Using a top-down camera setup, diffusion policy learned to push a T-shaped block with 95% success rate across 20 trials. The policy exhibited remarkable robustness: it recovered from human-applied perturbations that displaced the block during execution and maintained performance even when the camera was deliberately occluded for 3 seconds. The policy also generalized to novel block starting positions not seen during training.

Mug flipping (Franka Panda)

This 6-DOF task required the robot to flip a mug upright. Diffusion policy achieved 90% success (18 out of 20 trials) and notably exhibited emergent behaviors not present in any training demonstration, such as performing multiple corrective pushes to align the mug handle or executing re-grasps when the initial grasp was suboptimal.

Sauce pouring and spreading (Franka Panda)

These tasks involve scooping sauce with a ladle, pouring it onto a plate, and spreading it evenly. The sauce pouring task achieved 79% success with 0.74 IoU (human baseline: 0.79). The sauce spreading task achieved 100% success with 0.77 coverage (human: 0.79). In contrast, LSTM-GMM failed to lift the ladle in 15 out of 20 pouring trials.

Bimanual manipulation (dual Franka Panda)

Diffusion policy was also tested on bimanual tasks requiring coordinated two-arm control:

Task	Demonstrations	Success rate
Egg beater	210	55%
Mat unrolling	162	75%
Shirt folding	284	75%

All bimanual tasks were trained without any task-specific hyperparameter adjustments, demonstrating the method's generality ^[1].

Ablation studies

The original paper includes extensive ablation experiments that reveal important design principles:

Position vs. velocity control

Switching from velocity control to position control yielded a 15-25% performance improvement for diffusion policy ^[1]. This improvement is attributed to two factors: position control has less pronounced multimodality (reaching a target position from the same start has fewer valid trajectories than reaching a target velocity), and position control has less compounding error when predicting sequences.
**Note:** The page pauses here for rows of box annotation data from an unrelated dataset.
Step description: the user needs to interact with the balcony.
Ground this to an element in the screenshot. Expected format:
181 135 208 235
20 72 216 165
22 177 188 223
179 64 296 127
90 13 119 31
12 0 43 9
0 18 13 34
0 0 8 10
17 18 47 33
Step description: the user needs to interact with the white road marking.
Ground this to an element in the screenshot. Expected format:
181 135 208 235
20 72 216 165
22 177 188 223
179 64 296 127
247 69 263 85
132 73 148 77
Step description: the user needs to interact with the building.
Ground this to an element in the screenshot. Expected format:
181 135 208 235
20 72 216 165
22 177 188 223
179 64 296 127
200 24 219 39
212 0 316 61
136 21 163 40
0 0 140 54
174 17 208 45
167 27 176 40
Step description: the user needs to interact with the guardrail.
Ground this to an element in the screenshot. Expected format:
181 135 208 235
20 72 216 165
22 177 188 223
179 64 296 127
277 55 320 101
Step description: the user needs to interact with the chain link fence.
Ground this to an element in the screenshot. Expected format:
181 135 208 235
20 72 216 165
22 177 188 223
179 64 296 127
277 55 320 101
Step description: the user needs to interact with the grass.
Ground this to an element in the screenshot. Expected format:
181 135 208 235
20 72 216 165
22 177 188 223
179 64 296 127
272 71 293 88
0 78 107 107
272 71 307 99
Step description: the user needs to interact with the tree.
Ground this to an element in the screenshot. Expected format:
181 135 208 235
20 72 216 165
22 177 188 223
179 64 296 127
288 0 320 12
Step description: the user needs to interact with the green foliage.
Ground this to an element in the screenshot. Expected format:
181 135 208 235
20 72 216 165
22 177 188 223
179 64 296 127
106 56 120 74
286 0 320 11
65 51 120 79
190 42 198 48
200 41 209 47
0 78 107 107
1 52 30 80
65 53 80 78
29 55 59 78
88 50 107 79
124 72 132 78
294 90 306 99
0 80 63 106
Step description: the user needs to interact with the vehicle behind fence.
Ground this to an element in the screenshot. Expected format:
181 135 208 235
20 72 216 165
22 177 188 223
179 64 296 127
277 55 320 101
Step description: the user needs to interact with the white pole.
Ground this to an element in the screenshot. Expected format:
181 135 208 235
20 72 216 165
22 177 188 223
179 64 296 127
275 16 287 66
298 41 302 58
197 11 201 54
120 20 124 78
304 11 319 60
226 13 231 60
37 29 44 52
Other baselines (LSTM-GMM, BET) showed 5-15% degradation with position control, suggesting this advantage is specific to the diffusion formulation.

Action horizon trade-off

The action execution horizon T_a controls the balance between temporal consistency and reactivity. Longer horizons produce smoother trajectories but reduce the robot's ability to react to disturbances. Shorter horizons increase reactivity but may lead to jerky movements or mode-switching. The authors found T_a = 8 to be optimal across most tasks ^[1].

Visual encoder comparison

An ablation on the Square task compared different visual encoder choices:

Visual encoder	Training strategy	Success rate
ViT-B/16 (CLIP)	Fine-tuned	98%
ResNet-34	Fine-tuned	94%
ResNet-18	End-to-end from scratch	94%
Frozen pretrained	Various	40-70%

Frozen pretrained encoders consistently underperformed, indicating that fine-tuning or end-to-end training of the visual backbone is important for diffusion policy ^[1].

Limitations and challenges

Despite its strong performance, diffusion policy has several notable limitations:

Inference latency

The iterative denoising process requires multiple forward passes through the neural network at inference time. Even with DDIM acceleration (reducing from 100 to 10 steps), inference takes approximately 0.1 seconds per action chunk ^[1]. This latency makes diffusion policy unsuitable for tasks requiring very high-frequency control (above approximately 10 Hz) or extremely fast reactions. Contact-rich or high-speed manipulation tasks may suffer from the delay between observation and action execution.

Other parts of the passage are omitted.